3. Radiotherapy in Combination with Immunotherapy in Prostate Cancer
There are a myriad of ongoing trials studying the role of combined radiotherapy and immunotherapy in prostate cancer. However, only a few RCTs have published results. A phase II trial randomized 49 patients with mCRPC to either sipuleucel-T alone or sipuleucel-T preceded by external-beam radiation therapy
[12]. There was no statistically significant difference in progression free survival (
p = 0.06) between the combination EBRT + sipuleucel-T arm (3.65 months) and the sipuleucel-T only arm (2.46 months). A single-arm phase II trial evaluated the utility of stereotactic ablative radiotherapy in addition to sipuleucel-T in patients with mCRPC. The median time to progression was 1.2 weeks (95% CI 6.8–14.0 weeks).

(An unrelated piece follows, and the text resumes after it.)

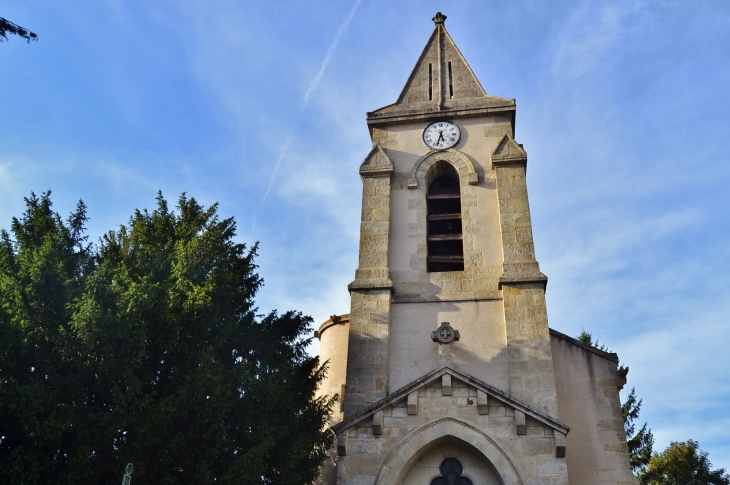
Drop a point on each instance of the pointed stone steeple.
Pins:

[13] Unlike the phase II randomized trial combining EBRT and sipuleucel-T, this regimen did induce humoral and cellular immune responses. However, the immune response induced by stereotactic ablative radiotherapy did not yield a clinical benefit compared to previously reported outcomes of patients treated with sipuleucel-T.
A multicenter, randomized, double-blind phase III trial for men with mCRPC (with at least one bone metastasis) who had progressed on docetaxel randomized radiotherapy followed by ipilimumab (10 mg/kg q 3 weeks) vs. radiotherapy followed by placebo was reported by Kwon ED. et al
[14]. The study was powered for a primary endpoint of overall survival. Unfortunately, in the initially report there was no significant difference in median overall survival of 11.2 months (95% CI 9.5–12.7) in the experimental arm versus 10.0 months (95% CI 8.3–11.0) in the placebo group; however, the
p value was very close to significance at
p = 0.053. In a subsequent subset analysis, there appeared to be a meaningful benefit to ipilimumab in men with a good performance status and absence of visceral metastases. Furthermore, in a recent pre-planned final analysis of this phase III trial, there was an excess of long-term survivors in the radiation plus ipilimumab arm with overall survival rates at 3 years and 5 years approximately two to three times higher in the radiotherapy + ipilimumab arm
[15]. These data indicate that checkpoint blockade immunotherapies may have activity in a subset of men with prostate cancer and that additional biomarkers may be needed to guide precision medicine and identify those patients who are most likely to benefit from combinatorial therapies.